Identifying Australia’s most elusive birds


University of Queensland scientists have analysed more than 3.8 million volunteer hours of birdwatching data to identify Australia’s most elusive species.

Louis Backstrom from UQ’s School of the Environment led the research and said the Coxen’s fig-parrot was the bird that was most elusive to Australian birdwatchers, based on the data found in the eBird and Birdata databases.

“Coxen’s fig-parrots are small, dumpy, green parrots with very short tails, and historically they were scattered in rainforests between Bundaberg in Queensland and the Hastings River in New South Wales,” Mr Backstrom said.

“They’ve been sighted only once in every 81,000 citizen science bird surveys on the east coast of Australia.

“But there are so few recent sightings that this mysterious little bird could be extinct.”

Senior author on the research paper, Professor James Watson, said being on the ‘least known’ list did not automatically mean the bird was rare.
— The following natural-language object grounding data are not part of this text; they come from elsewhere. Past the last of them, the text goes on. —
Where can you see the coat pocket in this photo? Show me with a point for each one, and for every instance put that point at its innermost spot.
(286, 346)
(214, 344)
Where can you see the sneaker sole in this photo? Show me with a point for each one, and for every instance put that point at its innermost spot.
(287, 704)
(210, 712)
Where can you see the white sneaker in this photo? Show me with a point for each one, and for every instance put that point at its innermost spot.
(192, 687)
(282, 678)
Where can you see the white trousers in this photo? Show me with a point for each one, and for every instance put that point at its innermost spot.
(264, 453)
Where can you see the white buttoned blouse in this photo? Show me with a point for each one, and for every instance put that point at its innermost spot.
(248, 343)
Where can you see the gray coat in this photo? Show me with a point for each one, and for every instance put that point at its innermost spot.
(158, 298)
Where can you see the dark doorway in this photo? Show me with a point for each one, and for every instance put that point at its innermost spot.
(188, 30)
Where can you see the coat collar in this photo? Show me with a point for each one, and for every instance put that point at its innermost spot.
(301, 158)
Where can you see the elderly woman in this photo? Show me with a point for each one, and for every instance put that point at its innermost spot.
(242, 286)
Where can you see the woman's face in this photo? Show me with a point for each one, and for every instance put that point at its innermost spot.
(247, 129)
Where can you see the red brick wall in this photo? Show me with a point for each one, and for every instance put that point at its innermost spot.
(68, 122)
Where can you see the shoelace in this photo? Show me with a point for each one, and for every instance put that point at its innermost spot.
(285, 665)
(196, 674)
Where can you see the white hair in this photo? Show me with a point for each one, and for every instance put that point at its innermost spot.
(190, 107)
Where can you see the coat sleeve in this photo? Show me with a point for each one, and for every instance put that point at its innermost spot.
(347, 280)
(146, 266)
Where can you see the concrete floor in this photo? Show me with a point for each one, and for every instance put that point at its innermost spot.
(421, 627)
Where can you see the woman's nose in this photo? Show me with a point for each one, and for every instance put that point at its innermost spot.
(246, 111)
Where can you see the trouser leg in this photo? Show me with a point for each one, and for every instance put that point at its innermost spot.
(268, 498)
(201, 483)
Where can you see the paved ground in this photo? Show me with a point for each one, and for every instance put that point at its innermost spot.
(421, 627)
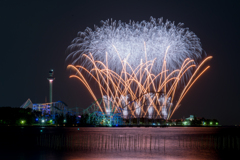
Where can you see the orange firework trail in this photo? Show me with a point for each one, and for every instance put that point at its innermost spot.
(137, 91)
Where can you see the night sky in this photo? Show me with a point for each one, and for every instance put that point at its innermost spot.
(35, 35)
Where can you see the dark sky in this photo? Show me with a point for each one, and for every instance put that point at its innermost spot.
(35, 35)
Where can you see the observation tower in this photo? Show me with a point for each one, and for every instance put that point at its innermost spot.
(50, 79)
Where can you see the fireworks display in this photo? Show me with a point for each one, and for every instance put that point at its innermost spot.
(138, 66)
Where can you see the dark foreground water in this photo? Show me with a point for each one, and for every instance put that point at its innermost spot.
(73, 143)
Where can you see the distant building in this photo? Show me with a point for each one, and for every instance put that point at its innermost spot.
(57, 107)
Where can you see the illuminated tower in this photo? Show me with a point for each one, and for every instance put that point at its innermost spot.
(50, 79)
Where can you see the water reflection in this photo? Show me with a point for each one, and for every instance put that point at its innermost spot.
(129, 143)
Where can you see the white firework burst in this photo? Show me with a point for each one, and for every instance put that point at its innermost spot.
(135, 42)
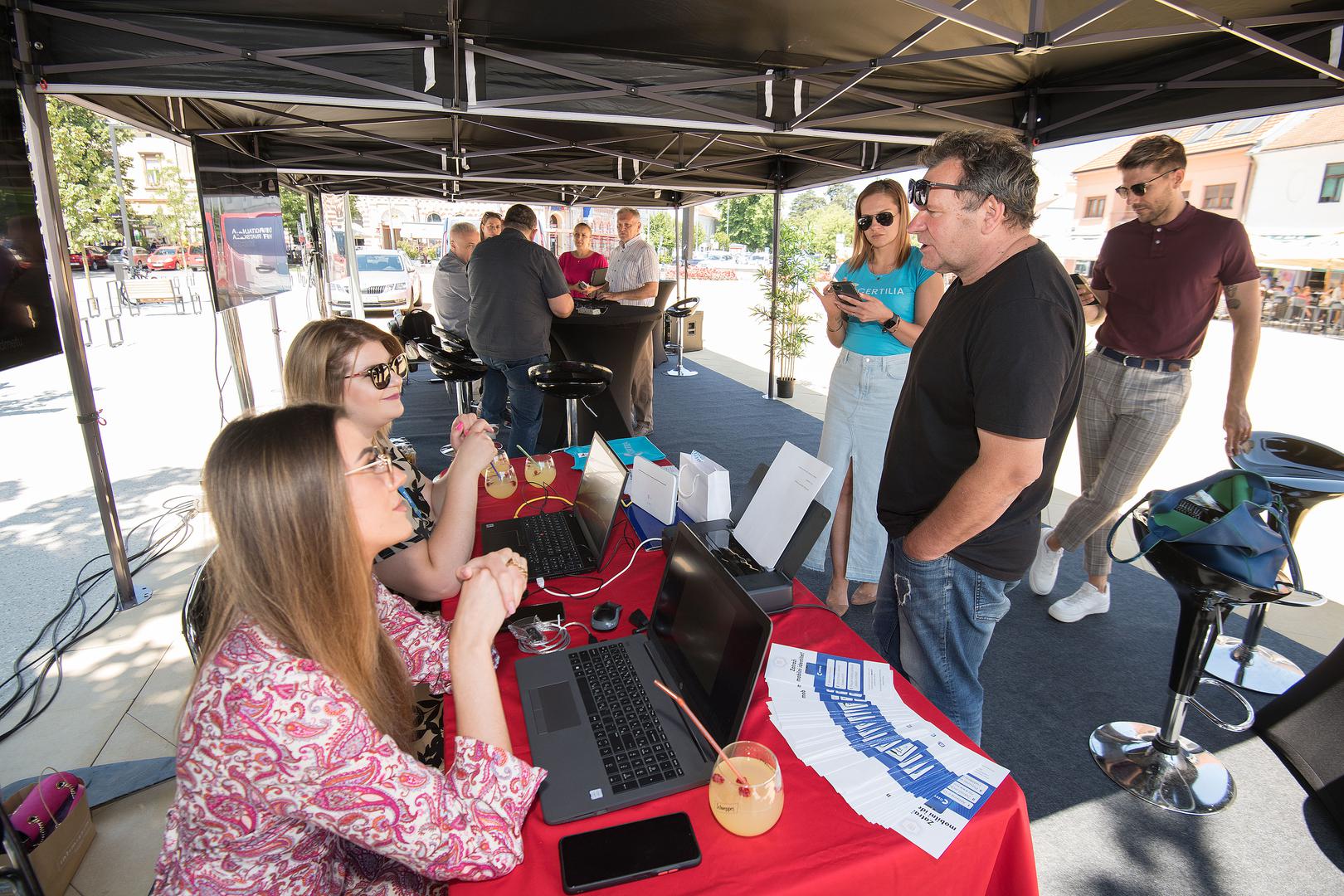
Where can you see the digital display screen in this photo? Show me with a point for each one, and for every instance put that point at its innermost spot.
(28, 328)
(245, 230)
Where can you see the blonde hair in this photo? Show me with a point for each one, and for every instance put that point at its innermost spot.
(318, 362)
(290, 559)
(863, 250)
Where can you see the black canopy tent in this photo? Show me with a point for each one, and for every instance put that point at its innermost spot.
(665, 104)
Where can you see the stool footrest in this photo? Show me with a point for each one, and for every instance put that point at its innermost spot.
(1220, 722)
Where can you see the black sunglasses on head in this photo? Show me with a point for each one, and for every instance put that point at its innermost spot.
(919, 188)
(884, 218)
(381, 375)
(1138, 190)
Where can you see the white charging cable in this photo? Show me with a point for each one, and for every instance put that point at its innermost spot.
(541, 582)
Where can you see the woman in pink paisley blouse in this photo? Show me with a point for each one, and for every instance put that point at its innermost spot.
(293, 774)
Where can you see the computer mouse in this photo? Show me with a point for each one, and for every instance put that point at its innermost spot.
(606, 616)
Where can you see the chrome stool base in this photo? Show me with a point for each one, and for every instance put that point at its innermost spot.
(1191, 781)
(1253, 668)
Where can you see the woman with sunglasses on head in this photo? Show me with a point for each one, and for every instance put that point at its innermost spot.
(293, 765)
(875, 325)
(353, 364)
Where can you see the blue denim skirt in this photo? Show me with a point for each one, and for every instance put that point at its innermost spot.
(864, 390)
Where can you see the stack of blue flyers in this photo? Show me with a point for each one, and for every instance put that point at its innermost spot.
(845, 719)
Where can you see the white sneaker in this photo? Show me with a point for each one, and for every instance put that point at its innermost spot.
(1083, 602)
(1046, 566)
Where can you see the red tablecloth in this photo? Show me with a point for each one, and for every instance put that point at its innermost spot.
(821, 845)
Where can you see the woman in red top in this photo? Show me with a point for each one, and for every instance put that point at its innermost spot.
(580, 264)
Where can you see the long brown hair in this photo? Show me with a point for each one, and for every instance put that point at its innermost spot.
(290, 559)
(319, 359)
(863, 250)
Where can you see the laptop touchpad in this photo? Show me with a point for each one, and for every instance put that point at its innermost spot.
(557, 705)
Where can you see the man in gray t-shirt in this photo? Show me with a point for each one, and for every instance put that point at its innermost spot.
(516, 289)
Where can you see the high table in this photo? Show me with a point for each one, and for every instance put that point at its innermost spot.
(821, 844)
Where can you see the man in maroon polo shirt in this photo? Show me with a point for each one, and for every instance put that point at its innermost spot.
(1155, 288)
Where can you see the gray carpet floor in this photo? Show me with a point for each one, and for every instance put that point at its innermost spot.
(1047, 687)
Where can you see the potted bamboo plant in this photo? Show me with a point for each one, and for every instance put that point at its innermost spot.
(784, 306)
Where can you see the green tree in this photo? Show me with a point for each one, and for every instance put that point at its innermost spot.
(804, 203)
(749, 221)
(660, 232)
(81, 148)
(178, 217)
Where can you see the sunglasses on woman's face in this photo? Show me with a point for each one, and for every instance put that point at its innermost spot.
(884, 218)
(381, 375)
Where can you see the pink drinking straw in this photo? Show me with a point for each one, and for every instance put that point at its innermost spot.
(706, 733)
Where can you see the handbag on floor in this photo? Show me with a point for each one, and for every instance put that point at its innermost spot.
(1230, 522)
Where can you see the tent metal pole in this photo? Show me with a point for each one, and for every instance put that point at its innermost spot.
(67, 316)
(774, 286)
(357, 299)
(318, 243)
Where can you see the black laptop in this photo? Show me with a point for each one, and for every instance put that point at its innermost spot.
(606, 735)
(572, 540)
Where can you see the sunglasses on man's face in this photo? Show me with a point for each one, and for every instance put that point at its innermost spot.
(381, 375)
(1138, 190)
(884, 218)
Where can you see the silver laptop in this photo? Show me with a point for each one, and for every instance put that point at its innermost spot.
(606, 735)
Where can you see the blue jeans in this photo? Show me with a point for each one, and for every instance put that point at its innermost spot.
(933, 621)
(509, 381)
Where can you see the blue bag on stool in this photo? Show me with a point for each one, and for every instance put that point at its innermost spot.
(1220, 522)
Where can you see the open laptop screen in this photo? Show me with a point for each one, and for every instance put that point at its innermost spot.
(711, 633)
(600, 492)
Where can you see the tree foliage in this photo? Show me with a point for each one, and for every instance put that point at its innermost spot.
(81, 147)
(749, 221)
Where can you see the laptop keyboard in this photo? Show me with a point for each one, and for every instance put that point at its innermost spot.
(550, 546)
(629, 737)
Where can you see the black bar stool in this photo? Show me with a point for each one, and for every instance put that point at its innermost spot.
(1303, 473)
(574, 382)
(680, 310)
(1159, 765)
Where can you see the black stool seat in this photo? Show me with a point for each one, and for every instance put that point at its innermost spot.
(1303, 473)
(1159, 765)
(683, 308)
(570, 379)
(574, 382)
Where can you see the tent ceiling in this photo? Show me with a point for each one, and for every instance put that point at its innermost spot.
(674, 101)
“This list of elusive birds doesn’t necessarily show the species that have the lowest populations or ones which are being driven to extinction by human activities because many of our rare and threatened species are actually quite well-known,” Professor Watson said.
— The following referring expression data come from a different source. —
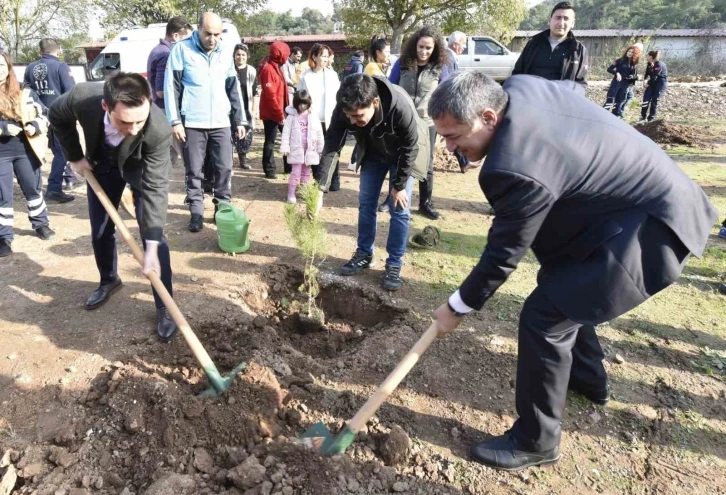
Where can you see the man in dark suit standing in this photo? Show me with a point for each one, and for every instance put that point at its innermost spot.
(127, 140)
(610, 225)
(554, 53)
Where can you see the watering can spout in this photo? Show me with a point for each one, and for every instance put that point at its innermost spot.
(232, 228)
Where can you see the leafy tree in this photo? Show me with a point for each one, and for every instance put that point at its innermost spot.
(397, 18)
(24, 22)
(496, 18)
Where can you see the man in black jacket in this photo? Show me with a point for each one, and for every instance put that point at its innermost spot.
(610, 225)
(50, 77)
(555, 54)
(386, 132)
(127, 140)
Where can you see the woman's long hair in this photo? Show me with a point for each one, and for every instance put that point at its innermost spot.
(315, 51)
(10, 93)
(636, 54)
(439, 56)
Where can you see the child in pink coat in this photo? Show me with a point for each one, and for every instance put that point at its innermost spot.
(302, 141)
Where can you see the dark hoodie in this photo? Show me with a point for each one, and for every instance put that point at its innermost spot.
(573, 63)
(391, 135)
(274, 98)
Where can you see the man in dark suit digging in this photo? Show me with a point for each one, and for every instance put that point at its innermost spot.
(611, 225)
(127, 140)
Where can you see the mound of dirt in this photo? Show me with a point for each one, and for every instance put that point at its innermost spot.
(445, 161)
(667, 133)
(140, 428)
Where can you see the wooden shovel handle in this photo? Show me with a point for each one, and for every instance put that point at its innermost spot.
(393, 380)
(194, 344)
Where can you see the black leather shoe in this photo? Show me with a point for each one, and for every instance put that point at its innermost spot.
(58, 197)
(427, 209)
(196, 223)
(100, 296)
(45, 232)
(505, 453)
(165, 326)
(597, 396)
(5, 248)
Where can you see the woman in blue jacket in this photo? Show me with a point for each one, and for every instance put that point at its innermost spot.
(625, 70)
(656, 82)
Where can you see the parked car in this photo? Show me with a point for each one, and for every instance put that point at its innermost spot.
(129, 51)
(486, 54)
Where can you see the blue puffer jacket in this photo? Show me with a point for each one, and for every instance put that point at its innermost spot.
(203, 86)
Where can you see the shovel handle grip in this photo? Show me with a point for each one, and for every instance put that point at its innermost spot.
(393, 379)
(196, 346)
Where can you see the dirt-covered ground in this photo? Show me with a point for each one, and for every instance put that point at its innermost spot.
(92, 403)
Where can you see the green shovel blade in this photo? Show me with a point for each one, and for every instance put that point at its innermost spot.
(319, 437)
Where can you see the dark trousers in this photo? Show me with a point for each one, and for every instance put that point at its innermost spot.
(552, 351)
(31, 183)
(269, 167)
(60, 170)
(426, 187)
(103, 230)
(218, 144)
(335, 178)
(622, 99)
(651, 98)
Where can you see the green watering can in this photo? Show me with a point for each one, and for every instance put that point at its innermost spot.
(232, 228)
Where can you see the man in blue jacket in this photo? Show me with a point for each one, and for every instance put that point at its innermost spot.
(201, 92)
(50, 78)
(610, 226)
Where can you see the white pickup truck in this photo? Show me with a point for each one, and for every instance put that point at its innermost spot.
(489, 56)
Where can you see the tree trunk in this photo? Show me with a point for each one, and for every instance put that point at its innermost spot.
(397, 37)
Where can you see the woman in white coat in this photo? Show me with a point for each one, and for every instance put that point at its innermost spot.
(322, 84)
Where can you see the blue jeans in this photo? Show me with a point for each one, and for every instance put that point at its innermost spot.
(372, 176)
(59, 168)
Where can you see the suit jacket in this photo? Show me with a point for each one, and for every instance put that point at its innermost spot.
(143, 160)
(568, 179)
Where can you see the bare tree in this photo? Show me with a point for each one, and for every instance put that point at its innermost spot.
(24, 22)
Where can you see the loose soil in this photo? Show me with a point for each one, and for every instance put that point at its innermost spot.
(668, 133)
(92, 403)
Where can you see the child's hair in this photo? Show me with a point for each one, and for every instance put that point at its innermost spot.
(636, 54)
(302, 97)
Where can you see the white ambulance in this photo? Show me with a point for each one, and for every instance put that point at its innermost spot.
(129, 51)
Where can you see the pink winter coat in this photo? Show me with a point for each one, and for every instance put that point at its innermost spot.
(292, 139)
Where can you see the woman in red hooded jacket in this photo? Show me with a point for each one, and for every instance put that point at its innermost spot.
(273, 101)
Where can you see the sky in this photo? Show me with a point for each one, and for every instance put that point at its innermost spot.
(296, 6)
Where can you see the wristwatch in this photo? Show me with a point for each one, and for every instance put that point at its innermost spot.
(456, 313)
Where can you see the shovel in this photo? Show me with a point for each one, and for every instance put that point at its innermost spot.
(319, 436)
(218, 383)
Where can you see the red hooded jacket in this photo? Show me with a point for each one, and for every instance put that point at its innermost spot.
(274, 98)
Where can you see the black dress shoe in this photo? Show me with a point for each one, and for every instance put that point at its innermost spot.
(165, 326)
(58, 197)
(196, 223)
(100, 296)
(505, 453)
(45, 232)
(597, 396)
(427, 209)
(5, 248)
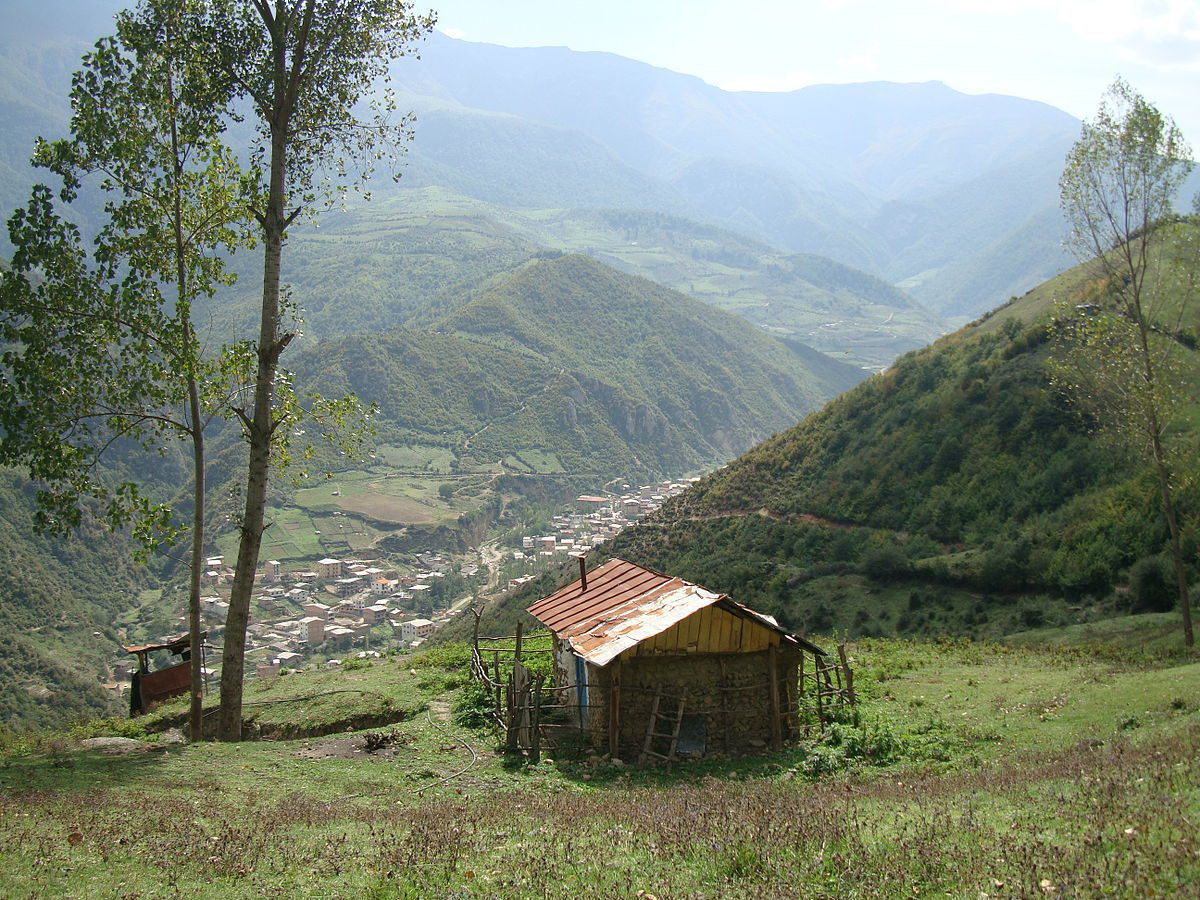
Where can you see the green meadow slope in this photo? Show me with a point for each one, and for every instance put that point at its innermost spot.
(607, 373)
(954, 493)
“Many endangered species receive research and conservation attention or are frequently seen by citizen scientists and birdwatchers.

“What this list shows is our country’s most hard to find species — while some are quite rare, many simply live in remote and hard to get to places while others are secretive or nocturnal.”

The researchers hope the insights can assist conservation efforts.

“The work we have been doing in the Research and Recovery of Endangered Species Group at UQ has already helped conservation efforts for Australia’s night parrot, red goshawk and Australian masked owl,” Professor Watson said.

“This list has helped us identify those species that need more attention.

“Hopefully, we have also inspired bird lovers around the country to seek out these lesser-known, hidden gems.”

The research is published in the international journal Emu.

The team would like to thank Rohan Clarke, Glen Ehmke, Birdlife Australia, CSIRO publishing, Mark Balman and Birdlife International for facilitating and permitting the use of the data in the analysis.